Do you realize that Massachusetts, I think one or two more states, had official state religions for YEARS after the constitution?

Why? How? Well, for one thing, the states are not "congress". For another, that amendment, and all the others, doesn't apply to the states.

Back in the days of the constitution, the people had FAR more allegiance to their own states than the did to the "United States". Who was the civil war general from Virginia that joined the confederacy only because Virginia did? The states were where they were involved, the states were under control of the people.

See, in those days, it was assumed that the states WERE the people. The actions of the state governments in modern times would have been unthinkable. It wasn't necessary for the COTUS to apply to the states. They wouldn't have removed the rights of the people. (As "people" was defined at the time, that's another discussion.) They WERE the people. The people wrote their OWN constitutions, and they included protections for their God-given rights.

The single biggest problem that we have today, the source of most of our other problems, is that we have long since lost control of the STATE governments. They are no longer of the people, for the people. They are of the bureaucrats, for the powerful and connected.

If we regained control of our state and local governments we would, by default, regain control of the Federal government.


That is not the case. The 10th Amendment is proof enough that there is a separation between the "states" and "the people" as two different entities.

The People wrote the US Constitution forming a central government. That constitution then created a means to form states, which also guaranteed each new state a republican form of government. The people then wrote each state's constitution either prior to or post constitutional ratification. As states entered the newly formed union under the constitution they were bound to the terms of the people's constitution as supreme law of the land, also any amends to the constitution there after. The people specifically reserved the RTKA to themselves in an amendment, which the states must honor as if it were part of the original constitution.
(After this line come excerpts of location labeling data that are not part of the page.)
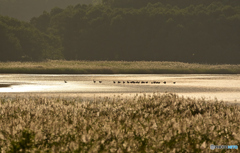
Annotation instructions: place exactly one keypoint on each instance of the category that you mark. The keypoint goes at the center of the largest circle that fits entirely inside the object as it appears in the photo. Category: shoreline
(115, 67)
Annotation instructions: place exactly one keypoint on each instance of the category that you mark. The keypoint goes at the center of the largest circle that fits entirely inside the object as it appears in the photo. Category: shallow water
(222, 87)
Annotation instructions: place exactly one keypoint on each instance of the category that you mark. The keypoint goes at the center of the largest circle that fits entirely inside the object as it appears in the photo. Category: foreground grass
(158, 123)
(115, 67)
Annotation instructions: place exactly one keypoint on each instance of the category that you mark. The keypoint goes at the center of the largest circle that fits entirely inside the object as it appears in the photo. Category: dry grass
(114, 67)
(157, 123)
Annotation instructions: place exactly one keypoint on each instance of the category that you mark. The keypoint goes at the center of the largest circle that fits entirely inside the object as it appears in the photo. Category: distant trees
(26, 9)
(22, 41)
(192, 31)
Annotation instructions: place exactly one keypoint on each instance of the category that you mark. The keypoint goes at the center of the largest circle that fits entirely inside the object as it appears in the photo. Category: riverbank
(156, 123)
(115, 67)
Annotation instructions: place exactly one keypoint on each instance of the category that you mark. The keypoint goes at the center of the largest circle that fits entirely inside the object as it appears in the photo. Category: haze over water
(222, 87)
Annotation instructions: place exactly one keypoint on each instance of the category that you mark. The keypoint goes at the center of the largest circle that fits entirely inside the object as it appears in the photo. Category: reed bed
(153, 123)
(116, 67)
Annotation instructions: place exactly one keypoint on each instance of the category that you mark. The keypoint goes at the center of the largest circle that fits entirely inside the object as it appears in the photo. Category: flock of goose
(132, 82)
(136, 82)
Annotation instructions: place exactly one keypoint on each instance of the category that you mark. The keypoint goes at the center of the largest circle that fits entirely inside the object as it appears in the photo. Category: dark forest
(203, 31)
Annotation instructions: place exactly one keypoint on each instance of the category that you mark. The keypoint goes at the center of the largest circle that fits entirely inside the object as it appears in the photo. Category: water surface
(222, 87)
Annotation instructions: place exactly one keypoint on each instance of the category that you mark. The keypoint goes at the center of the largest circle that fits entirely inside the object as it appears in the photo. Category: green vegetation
(154, 123)
(202, 31)
(115, 67)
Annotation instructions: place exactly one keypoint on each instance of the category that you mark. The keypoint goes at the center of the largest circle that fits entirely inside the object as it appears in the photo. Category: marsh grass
(115, 67)
(147, 123)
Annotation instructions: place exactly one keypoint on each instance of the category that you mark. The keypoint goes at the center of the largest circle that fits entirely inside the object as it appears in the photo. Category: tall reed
(153, 123)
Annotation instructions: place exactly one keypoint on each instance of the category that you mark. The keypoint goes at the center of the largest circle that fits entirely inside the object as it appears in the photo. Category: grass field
(115, 67)
(153, 123)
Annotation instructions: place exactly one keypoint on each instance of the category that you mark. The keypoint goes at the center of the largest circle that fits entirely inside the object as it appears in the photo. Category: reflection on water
(223, 87)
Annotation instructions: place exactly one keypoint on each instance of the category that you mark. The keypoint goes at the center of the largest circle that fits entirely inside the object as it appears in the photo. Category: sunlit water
(222, 87)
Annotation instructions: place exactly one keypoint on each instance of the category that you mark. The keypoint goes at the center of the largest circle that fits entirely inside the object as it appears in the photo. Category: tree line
(206, 32)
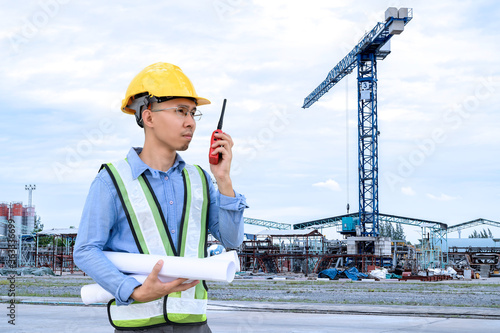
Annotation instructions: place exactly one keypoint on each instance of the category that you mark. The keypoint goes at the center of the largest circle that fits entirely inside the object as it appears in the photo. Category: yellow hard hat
(161, 80)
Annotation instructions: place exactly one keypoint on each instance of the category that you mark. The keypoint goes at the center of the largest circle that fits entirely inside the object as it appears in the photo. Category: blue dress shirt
(104, 226)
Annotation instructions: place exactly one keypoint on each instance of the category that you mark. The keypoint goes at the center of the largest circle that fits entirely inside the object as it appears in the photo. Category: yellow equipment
(161, 80)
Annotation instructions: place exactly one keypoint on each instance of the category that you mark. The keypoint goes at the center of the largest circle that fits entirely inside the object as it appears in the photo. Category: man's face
(171, 128)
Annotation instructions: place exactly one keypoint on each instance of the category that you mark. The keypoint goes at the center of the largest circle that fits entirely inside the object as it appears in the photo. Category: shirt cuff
(124, 291)
(238, 203)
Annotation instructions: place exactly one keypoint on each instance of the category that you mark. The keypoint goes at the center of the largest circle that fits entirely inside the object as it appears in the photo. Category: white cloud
(407, 191)
(75, 71)
(329, 184)
(442, 197)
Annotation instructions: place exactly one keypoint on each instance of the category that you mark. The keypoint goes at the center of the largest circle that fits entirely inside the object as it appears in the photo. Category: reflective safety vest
(152, 236)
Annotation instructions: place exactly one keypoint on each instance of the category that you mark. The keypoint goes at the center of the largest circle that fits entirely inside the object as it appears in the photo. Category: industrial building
(23, 217)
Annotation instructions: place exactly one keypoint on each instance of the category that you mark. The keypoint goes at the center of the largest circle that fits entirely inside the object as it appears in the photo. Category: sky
(66, 66)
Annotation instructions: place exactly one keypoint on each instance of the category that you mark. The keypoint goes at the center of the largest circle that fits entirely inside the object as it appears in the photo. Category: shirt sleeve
(96, 225)
(225, 217)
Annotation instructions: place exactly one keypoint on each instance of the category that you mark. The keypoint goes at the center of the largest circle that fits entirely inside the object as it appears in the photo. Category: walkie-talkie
(214, 159)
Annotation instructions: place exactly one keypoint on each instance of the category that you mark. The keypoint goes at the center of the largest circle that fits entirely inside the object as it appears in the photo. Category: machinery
(375, 45)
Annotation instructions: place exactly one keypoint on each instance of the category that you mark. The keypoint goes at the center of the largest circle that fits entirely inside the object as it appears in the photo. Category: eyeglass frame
(191, 113)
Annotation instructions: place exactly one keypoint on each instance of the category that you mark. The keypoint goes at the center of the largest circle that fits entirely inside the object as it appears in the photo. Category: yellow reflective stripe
(187, 211)
(128, 205)
(157, 217)
(204, 212)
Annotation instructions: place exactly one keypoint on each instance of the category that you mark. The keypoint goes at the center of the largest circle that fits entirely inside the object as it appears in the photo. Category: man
(152, 202)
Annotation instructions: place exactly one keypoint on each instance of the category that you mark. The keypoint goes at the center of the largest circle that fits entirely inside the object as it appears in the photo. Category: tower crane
(375, 45)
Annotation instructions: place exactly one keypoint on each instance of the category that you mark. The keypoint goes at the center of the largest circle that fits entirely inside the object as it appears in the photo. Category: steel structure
(267, 224)
(372, 47)
(459, 227)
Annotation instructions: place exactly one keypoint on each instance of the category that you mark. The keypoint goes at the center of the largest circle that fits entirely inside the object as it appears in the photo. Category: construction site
(300, 247)
(369, 245)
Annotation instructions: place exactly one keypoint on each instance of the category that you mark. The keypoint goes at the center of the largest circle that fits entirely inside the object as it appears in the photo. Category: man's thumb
(157, 268)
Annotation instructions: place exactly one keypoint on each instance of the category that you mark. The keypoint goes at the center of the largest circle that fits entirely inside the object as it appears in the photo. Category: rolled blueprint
(221, 267)
(94, 293)
(210, 269)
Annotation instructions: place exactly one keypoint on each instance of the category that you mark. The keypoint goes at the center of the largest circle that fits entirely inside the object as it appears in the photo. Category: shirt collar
(139, 167)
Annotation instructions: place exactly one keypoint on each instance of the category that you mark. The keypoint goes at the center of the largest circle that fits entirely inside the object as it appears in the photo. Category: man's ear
(147, 118)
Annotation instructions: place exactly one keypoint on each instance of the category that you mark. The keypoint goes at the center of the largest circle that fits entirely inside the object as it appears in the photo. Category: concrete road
(75, 319)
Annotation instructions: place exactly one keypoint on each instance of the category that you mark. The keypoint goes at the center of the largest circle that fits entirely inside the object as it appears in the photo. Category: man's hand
(153, 288)
(221, 170)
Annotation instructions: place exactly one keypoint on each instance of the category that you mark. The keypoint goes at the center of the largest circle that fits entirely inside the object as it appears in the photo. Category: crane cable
(347, 138)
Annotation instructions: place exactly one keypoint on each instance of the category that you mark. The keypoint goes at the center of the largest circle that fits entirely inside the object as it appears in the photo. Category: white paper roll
(179, 267)
(221, 267)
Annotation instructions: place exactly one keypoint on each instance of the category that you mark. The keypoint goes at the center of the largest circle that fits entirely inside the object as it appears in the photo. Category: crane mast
(375, 45)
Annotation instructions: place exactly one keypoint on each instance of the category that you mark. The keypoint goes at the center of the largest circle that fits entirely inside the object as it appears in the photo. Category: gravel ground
(475, 293)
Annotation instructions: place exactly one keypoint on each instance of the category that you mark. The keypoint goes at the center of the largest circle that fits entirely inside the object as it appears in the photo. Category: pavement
(295, 307)
(42, 314)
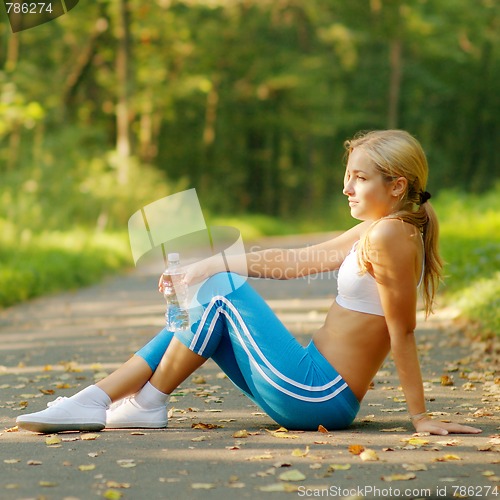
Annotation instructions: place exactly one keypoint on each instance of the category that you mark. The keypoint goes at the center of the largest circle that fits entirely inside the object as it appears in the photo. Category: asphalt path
(218, 444)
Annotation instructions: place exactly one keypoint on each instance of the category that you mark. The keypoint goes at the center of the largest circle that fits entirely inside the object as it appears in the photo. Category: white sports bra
(358, 292)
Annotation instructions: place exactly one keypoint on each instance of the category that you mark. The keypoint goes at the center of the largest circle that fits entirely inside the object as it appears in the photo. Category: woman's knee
(220, 284)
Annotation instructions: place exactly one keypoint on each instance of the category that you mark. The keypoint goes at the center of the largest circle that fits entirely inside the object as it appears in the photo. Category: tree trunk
(123, 136)
(394, 83)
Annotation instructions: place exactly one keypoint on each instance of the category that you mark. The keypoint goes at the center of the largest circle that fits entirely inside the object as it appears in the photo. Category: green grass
(34, 265)
(470, 245)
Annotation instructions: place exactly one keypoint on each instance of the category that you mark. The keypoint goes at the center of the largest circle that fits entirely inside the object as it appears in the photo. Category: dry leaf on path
(85, 468)
(447, 458)
(201, 425)
(292, 475)
(241, 434)
(399, 477)
(203, 486)
(52, 440)
(282, 434)
(339, 467)
(300, 453)
(369, 456)
(356, 449)
(89, 437)
(414, 467)
(126, 463)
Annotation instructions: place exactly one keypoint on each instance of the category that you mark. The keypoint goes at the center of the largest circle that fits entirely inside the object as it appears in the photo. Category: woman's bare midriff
(355, 344)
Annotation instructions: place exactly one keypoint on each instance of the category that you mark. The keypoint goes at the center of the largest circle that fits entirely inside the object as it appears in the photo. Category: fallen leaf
(199, 439)
(415, 441)
(112, 494)
(201, 425)
(261, 457)
(487, 473)
(292, 475)
(450, 442)
(85, 468)
(126, 463)
(399, 477)
(52, 440)
(276, 487)
(300, 453)
(114, 484)
(356, 449)
(369, 456)
(203, 486)
(89, 437)
(414, 467)
(339, 467)
(447, 458)
(446, 380)
(282, 434)
(241, 434)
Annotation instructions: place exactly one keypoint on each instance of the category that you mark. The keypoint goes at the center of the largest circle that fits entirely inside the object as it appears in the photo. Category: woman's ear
(399, 187)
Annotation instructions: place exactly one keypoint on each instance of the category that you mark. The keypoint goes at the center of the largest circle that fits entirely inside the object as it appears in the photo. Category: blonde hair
(395, 154)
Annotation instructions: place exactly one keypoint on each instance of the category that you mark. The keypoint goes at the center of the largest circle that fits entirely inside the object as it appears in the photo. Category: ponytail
(396, 153)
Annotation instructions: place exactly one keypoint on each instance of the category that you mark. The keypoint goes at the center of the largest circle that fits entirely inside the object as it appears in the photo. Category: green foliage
(34, 265)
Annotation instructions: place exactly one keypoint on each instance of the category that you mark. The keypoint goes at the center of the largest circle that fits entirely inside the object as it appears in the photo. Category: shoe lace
(120, 402)
(56, 401)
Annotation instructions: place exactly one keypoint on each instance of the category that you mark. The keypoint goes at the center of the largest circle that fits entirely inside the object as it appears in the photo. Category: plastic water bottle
(175, 292)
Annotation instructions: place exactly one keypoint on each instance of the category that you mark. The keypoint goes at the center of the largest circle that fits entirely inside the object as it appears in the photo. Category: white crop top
(356, 291)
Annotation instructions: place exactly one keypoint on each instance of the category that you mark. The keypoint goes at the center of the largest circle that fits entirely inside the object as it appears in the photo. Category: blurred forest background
(121, 102)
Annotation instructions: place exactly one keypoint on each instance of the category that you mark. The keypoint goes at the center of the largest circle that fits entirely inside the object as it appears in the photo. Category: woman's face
(370, 197)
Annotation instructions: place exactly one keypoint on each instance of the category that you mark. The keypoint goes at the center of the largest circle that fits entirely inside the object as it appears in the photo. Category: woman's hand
(427, 424)
(196, 272)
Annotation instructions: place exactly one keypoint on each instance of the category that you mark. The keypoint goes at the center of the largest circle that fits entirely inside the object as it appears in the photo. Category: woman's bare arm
(393, 257)
(280, 263)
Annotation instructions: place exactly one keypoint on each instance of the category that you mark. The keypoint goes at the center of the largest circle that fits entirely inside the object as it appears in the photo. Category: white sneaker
(64, 414)
(128, 414)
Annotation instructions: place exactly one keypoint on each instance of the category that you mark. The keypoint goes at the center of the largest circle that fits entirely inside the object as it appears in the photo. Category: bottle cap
(173, 257)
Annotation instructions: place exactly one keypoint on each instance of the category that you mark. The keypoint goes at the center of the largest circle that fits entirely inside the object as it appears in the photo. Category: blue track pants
(293, 384)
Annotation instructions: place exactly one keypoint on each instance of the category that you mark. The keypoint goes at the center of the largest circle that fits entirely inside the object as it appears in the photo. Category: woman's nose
(347, 188)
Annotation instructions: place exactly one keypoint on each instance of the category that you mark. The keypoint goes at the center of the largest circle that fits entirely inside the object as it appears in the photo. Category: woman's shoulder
(391, 232)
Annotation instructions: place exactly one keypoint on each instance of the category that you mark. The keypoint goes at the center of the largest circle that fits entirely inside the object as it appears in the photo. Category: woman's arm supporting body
(396, 259)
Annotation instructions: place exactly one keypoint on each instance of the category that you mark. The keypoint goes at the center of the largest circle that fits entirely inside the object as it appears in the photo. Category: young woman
(382, 262)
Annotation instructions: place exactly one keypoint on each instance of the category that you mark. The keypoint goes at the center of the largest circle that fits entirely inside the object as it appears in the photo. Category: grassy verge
(470, 245)
(35, 265)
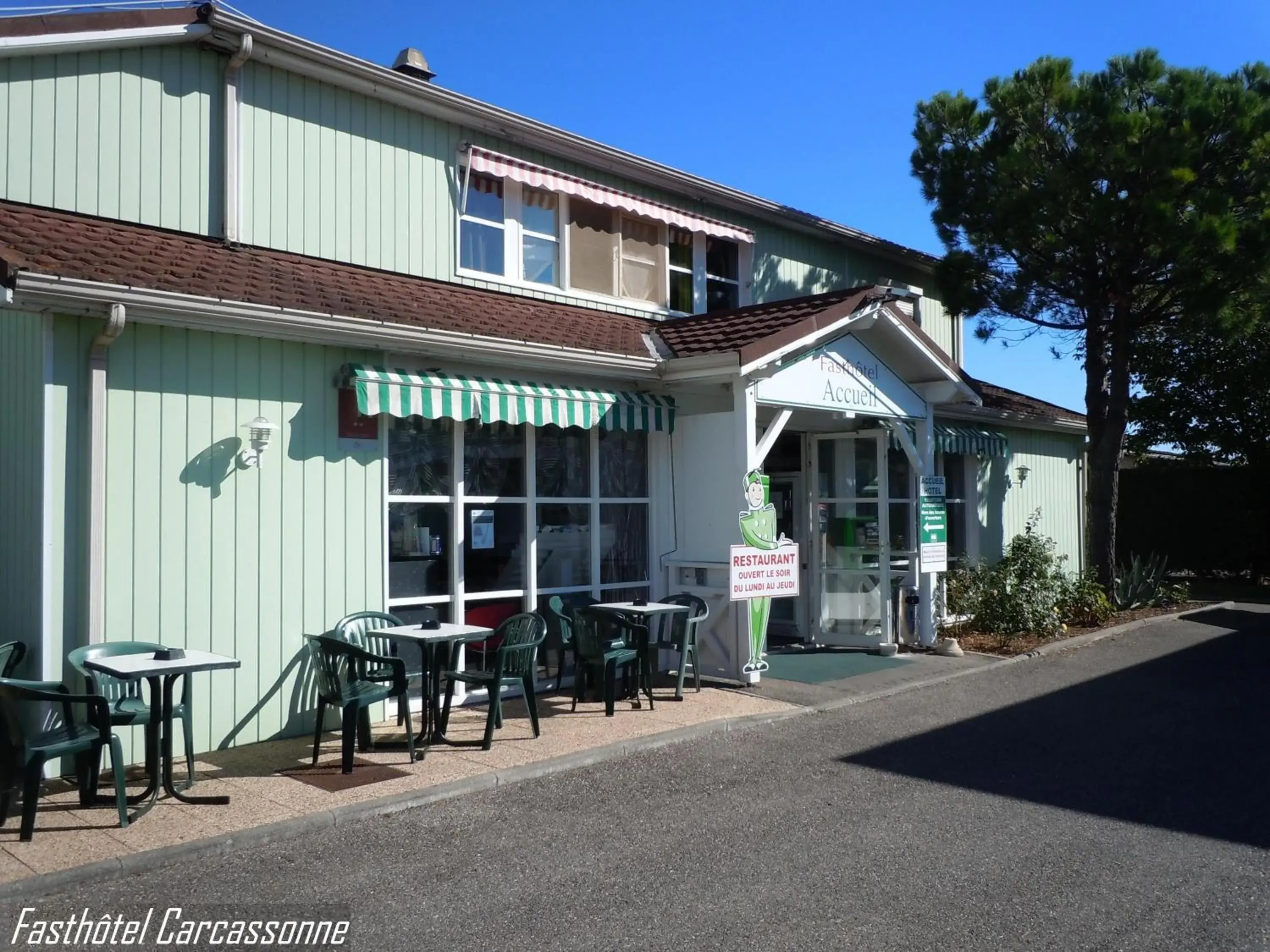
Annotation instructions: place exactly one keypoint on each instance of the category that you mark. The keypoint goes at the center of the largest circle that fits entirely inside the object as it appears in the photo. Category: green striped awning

Legally, these present states did not exist prior to the US Constitution's ratification. They were states, colonies, territories, republics, of other charters, nations, etc. The US Constitution doesn't just set parameters of the central government, it also sets restrictions on the states in other Articles thus furthering the proof that the Constitution applies to the states as well.

Had the Founding Fathers wanted to share the Right to Keep and Bear Arms between the states and the people, they would have written the 2nd Amendment as they did the 10th Amendment.